そのような中、当社グループ(当社及び連結子会社)を取り巻く自動車及び広告市場は以下の通り推移いたしました。

 国内自動車販売市場は、平成25年4月〜平成26年3月の新車販売台数が、登録車約343万台(前年同期比5.9%増)、軽自動車約226万台(前年同期比14.7%増)となり、2年連続で500万台を超す結果となりました。中古車販売台数は、登録車が平成25年4月〜平成26年3月で約394万台(前年同期比0.9%減)、軽自動車が約315万台(前年同期比8.5%増)と、登録車が消費税増税前の新車販売の駆け込み需要に伴い一時的な回復を見せつつも減少する中、軽自動車の下支えにより、約700万台と前年を上回る結果となりました(一般社団法人日本自動車販売協会連合会、一般社団法人全国軽自動車協会連合会調べ)。
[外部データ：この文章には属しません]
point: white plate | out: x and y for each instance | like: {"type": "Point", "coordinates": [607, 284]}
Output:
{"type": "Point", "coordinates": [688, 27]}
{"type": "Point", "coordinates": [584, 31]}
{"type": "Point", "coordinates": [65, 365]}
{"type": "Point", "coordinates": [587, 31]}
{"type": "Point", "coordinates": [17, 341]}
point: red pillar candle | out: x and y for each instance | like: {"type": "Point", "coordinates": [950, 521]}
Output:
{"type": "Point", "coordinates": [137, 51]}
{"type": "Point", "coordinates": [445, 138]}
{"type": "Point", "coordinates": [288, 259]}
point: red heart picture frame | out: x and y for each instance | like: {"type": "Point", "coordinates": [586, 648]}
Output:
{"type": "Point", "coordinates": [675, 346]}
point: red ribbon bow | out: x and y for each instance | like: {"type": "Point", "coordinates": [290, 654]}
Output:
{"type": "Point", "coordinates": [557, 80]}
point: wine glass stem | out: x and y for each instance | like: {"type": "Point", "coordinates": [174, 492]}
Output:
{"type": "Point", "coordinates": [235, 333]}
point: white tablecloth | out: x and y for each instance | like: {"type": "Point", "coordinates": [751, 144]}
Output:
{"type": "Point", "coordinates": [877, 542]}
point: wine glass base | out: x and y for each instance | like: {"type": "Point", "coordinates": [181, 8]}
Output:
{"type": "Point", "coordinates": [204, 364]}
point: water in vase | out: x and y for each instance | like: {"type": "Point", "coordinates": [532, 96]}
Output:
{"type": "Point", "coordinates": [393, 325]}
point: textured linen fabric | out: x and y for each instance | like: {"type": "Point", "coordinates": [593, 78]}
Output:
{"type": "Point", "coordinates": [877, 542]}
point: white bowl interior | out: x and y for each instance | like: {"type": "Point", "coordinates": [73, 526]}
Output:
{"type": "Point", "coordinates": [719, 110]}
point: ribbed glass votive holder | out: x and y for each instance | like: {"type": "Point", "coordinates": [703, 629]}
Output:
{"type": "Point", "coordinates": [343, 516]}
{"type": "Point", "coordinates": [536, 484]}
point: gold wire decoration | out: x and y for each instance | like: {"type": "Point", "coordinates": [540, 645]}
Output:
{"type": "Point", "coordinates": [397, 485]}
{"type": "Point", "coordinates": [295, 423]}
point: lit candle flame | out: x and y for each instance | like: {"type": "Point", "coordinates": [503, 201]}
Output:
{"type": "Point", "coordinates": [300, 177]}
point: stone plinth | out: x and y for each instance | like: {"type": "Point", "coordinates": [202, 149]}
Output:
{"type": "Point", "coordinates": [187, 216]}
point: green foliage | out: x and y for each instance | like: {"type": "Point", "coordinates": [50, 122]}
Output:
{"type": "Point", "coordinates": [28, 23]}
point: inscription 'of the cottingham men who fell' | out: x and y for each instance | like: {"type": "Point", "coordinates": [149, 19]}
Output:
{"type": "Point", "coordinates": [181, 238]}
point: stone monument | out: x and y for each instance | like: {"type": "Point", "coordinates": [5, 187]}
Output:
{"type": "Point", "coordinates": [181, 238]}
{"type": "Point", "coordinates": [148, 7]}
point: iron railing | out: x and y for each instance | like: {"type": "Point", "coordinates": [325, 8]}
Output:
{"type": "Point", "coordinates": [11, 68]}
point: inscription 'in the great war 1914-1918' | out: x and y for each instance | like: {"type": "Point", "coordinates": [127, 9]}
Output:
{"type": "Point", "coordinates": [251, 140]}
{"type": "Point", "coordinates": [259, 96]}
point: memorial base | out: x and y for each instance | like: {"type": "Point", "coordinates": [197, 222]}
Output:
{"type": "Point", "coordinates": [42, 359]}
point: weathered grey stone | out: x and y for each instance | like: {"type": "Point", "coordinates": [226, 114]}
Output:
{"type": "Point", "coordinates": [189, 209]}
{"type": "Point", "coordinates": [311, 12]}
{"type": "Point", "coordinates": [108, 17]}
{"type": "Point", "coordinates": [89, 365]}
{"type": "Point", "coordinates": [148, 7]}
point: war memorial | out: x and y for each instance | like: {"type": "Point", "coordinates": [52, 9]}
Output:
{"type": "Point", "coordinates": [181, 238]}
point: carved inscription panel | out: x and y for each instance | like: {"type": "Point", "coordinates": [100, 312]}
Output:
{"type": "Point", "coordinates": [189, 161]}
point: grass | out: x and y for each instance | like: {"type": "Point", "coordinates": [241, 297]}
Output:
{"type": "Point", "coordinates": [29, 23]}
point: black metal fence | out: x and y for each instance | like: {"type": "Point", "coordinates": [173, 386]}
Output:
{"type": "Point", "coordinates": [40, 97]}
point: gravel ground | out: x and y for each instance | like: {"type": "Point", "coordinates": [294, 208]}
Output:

 中古車輸出市場は、平成25年(1月〜12月)の輸出台数が116万台となり、2年連続で100万台を超え、当社の取引の中心である東アフリカ地域も堅調な推移を見せております(日本中古車輸出業協同組合調べ)。

 インターネット広告市場は、デバイスの多様化や景気回復による後押しもあり、引き続き堅調に推移しました。なかでも検索連動広告等の運用型広告の活用が拡大・浸透し、高い伸びを示しております(株式会社電通「日本の広告費」)。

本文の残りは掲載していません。